The vaccine developed at Brazil’s Federal University of Paraná (UFPR) against COVID-19 should complete its preclinical testing phase by the end of 2021. Researchers estimate that by 2022, the immunizer can be made available to the general population, if approved in pre-clinical and clinical tests.
The vaccine has been entirely developed using Brazilian materials and production technology, a result of UFPR’s research with biodegradable biopolymers and specific parts of viral proteins. In addition, the vaccine is cost-effective. According to the researchers, at the moment it costs less than R$5,00 (approximately US$0,92 at the current exchange rate) to manufacture each dose.
The UFPR vaccine has multifunctional characteristics, meaning that it can be recombined to act as an immunizer for other diseases, such as dengue, zika virus, leishmaniasis, and chikungunya.

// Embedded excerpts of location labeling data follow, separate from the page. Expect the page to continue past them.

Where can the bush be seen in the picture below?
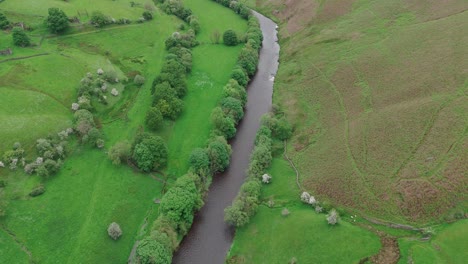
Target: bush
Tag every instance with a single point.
(200, 162)
(224, 125)
(150, 152)
(234, 214)
(333, 217)
(114, 231)
(4, 23)
(139, 80)
(239, 75)
(147, 15)
(119, 152)
(57, 21)
(37, 191)
(20, 38)
(154, 119)
(98, 19)
(232, 108)
(230, 38)
(154, 249)
(219, 152)
(180, 202)
(48, 168)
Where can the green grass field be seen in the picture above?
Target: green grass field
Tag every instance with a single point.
(90, 192)
(303, 234)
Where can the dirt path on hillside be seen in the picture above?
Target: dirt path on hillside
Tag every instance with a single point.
(17, 241)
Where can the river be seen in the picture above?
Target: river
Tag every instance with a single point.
(210, 237)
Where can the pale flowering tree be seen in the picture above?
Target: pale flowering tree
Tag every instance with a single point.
(75, 106)
(333, 217)
(114, 231)
(266, 178)
(305, 196)
(114, 92)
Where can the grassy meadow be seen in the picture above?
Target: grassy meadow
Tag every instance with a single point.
(304, 234)
(89, 192)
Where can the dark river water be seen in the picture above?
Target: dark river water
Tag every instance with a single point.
(210, 238)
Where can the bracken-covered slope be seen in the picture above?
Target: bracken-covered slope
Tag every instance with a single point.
(378, 94)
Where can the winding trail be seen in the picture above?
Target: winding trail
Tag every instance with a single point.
(210, 237)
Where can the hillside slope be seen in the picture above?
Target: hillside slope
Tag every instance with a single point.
(377, 91)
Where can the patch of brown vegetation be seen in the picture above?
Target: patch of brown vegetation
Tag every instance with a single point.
(297, 13)
(333, 9)
(436, 9)
(389, 253)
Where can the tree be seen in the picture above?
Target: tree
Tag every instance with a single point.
(139, 80)
(230, 38)
(199, 161)
(154, 119)
(114, 231)
(154, 249)
(20, 38)
(57, 21)
(239, 75)
(233, 108)
(119, 152)
(98, 19)
(150, 152)
(4, 23)
(333, 217)
(224, 125)
(147, 15)
(234, 214)
(180, 202)
(219, 152)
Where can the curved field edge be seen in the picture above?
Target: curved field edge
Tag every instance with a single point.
(375, 130)
(303, 235)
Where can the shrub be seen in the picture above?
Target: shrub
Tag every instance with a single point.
(37, 191)
(4, 23)
(139, 80)
(200, 162)
(147, 15)
(219, 152)
(233, 108)
(224, 125)
(180, 202)
(154, 119)
(57, 21)
(119, 152)
(114, 231)
(333, 217)
(215, 37)
(48, 168)
(234, 215)
(239, 75)
(98, 19)
(20, 38)
(283, 129)
(154, 249)
(230, 38)
(150, 152)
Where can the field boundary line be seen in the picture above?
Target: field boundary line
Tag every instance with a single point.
(293, 166)
(22, 245)
(25, 57)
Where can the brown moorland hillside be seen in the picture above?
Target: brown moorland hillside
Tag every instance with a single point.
(378, 94)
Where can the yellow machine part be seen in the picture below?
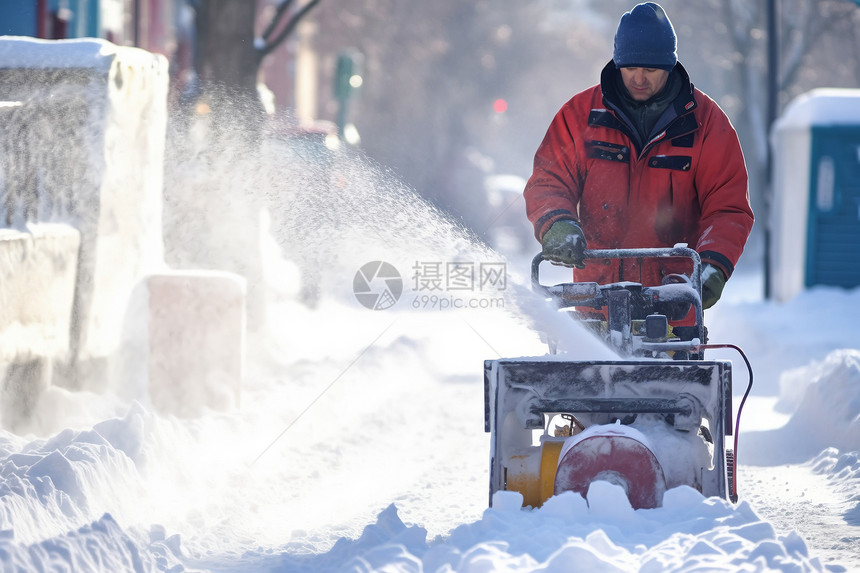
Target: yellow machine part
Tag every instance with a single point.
(532, 473)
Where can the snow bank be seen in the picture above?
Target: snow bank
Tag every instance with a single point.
(604, 534)
(825, 398)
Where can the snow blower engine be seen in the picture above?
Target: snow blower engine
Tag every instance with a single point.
(657, 418)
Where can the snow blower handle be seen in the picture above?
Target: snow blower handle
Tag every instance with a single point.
(646, 253)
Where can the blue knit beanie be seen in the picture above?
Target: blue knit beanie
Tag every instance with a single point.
(645, 39)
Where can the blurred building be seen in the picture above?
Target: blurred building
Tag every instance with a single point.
(167, 27)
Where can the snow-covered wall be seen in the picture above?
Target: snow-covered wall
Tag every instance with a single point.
(792, 141)
(83, 144)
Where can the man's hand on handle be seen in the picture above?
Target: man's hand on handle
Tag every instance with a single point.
(713, 281)
(564, 244)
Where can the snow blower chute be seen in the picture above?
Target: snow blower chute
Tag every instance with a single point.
(657, 418)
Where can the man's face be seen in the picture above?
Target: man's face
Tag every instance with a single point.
(643, 83)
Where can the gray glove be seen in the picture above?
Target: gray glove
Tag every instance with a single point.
(713, 281)
(564, 244)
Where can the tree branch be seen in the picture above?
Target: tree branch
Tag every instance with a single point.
(276, 19)
(268, 47)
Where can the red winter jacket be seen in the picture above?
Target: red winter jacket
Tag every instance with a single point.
(688, 184)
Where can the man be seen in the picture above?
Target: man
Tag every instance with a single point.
(641, 160)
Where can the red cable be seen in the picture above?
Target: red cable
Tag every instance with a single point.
(700, 347)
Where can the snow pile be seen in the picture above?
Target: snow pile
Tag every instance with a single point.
(825, 400)
(603, 534)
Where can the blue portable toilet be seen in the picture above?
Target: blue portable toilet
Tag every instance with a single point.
(815, 215)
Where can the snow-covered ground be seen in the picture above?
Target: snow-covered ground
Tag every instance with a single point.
(359, 442)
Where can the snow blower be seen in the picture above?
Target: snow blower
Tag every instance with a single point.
(657, 418)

“This vaccine is going to be strategic and necessary in 2022, 2023, perhaps even further. It is very low cost, which makes it possible for technological autonomy in the future, since the current wait time for the API (active pharmaceutical ingredient) from India and China has been problematic. It is a vaccine with a technological mechanism and immunization that so far has shown to be very promising,” said the rector of UFPR, Professor Ricardo Marcelo Fonseca.
Preclinical phase
To complete the preclinical testing phase, UFPR has signed an agreement with the government of Paraná. In total, the state will transfer R$995,000 (approximately US$186,000) to the university, R$700,000 (approximately US$131,000) for the purchase of equipment and research costs, and R$295,000 (approximately US$55,000) for the payment of fellowships for post-doctoral researchers to make this phase possible. Next, with the authorization of the Brazilian Health Regulatory Agency (Anvisa), the clinical trials will begin, at which point new partners and new financial resources will be required.

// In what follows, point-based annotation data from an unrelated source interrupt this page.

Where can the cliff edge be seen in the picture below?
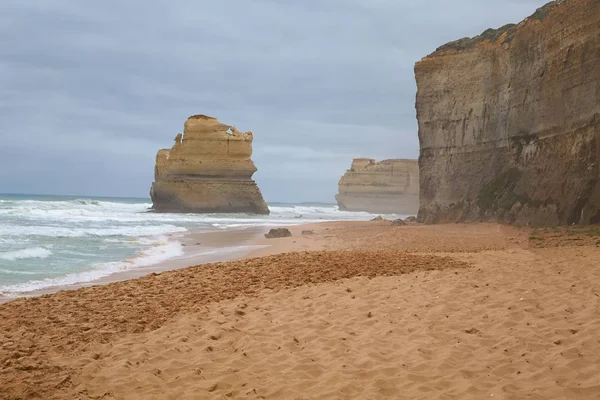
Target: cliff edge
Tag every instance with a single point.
(390, 186)
(509, 122)
(209, 169)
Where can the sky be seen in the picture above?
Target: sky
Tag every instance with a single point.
(91, 90)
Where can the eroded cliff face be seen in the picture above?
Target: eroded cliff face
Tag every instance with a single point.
(209, 169)
(509, 122)
(390, 186)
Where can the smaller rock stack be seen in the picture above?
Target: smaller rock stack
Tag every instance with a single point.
(388, 187)
(208, 170)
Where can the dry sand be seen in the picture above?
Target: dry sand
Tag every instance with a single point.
(414, 312)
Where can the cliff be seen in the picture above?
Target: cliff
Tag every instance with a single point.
(209, 169)
(509, 122)
(390, 186)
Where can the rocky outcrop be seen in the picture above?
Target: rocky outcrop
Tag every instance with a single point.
(390, 186)
(509, 122)
(208, 170)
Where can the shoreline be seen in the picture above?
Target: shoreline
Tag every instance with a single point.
(199, 248)
(470, 310)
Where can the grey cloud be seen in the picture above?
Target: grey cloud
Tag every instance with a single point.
(92, 89)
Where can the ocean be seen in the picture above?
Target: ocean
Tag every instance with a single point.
(50, 241)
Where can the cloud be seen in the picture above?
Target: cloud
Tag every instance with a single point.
(92, 90)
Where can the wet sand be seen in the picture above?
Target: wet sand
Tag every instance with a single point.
(353, 310)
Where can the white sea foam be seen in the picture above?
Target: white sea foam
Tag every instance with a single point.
(164, 250)
(84, 231)
(32, 252)
(13, 230)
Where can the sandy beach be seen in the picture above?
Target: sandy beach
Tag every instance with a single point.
(358, 310)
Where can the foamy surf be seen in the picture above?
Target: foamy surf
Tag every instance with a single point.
(33, 252)
(163, 251)
(50, 241)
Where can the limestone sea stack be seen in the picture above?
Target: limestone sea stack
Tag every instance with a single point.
(390, 186)
(509, 121)
(208, 170)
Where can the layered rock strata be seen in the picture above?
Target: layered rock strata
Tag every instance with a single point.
(509, 122)
(208, 170)
(390, 186)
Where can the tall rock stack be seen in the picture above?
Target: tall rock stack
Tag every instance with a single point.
(509, 121)
(390, 186)
(208, 170)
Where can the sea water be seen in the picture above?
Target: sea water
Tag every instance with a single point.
(48, 241)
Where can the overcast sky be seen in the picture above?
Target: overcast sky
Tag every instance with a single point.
(91, 90)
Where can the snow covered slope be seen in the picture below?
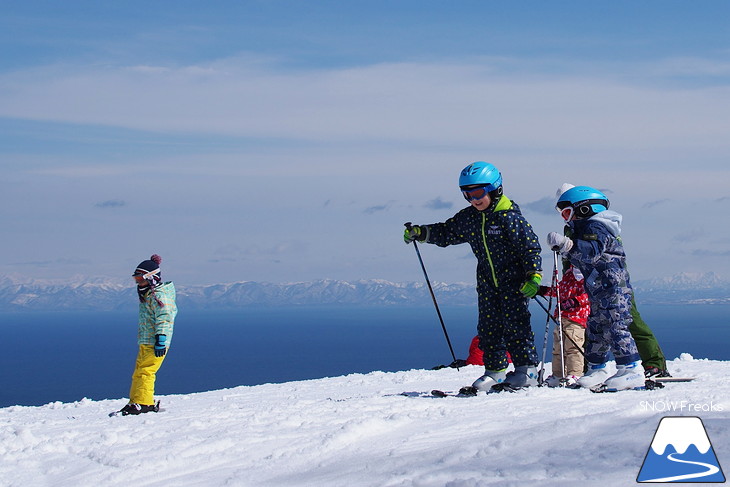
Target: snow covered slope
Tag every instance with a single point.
(358, 431)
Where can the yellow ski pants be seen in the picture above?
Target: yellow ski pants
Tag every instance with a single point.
(143, 378)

“We are investing in UFPR’s initiative to have a vaccine from the state of Paraná. (…) It is only by investing in science and technology that we can achieve results. We are optimistic about this path taken by UFPR and very hopeful about the future,” said Paraná’s Superintendent of Science, Technology and Higher Education, Aldo Nelson Bona.
Nanotechnology
The technology used in UFPR’s vaccine involves the production of particles of a biodegradable polymer, coated with specific parts of the Spike protein, the one responsible for the entry of SARS-CoV-2 into our cells.
This protein is produced with the aid of Escherichia coli bacteria, that is, in a form capable of adhering to the polymer. The vaccine is composed of the polymer and the synthetic protein, with protein S on the particles’ surface, similar to the virus itself. With this solution, it is not necessary to use the whole coronavirus to produce the vaccine.
According to Professor Emanuel Maltempi de Souza, this configuration of nanoparticles induces an effective response. “The body tends to recognize the particle, take it apart, pick up the parts that are sensitive, and make antibodies against them. So it is important that they are in that format.”
Although there are other vaccines being developed with this principle, the difference in the project developed at UFPR is in the nanoparticle that houses the Spike protein. The polymer used is biodegradable and biocompatible, i.e., it has no toxic effects on the body, as explained by the professor. “If we inject this material into a person, we don’t expect any response. Now, if we coat it with the virus proteins, we will get a response only against those proteins.”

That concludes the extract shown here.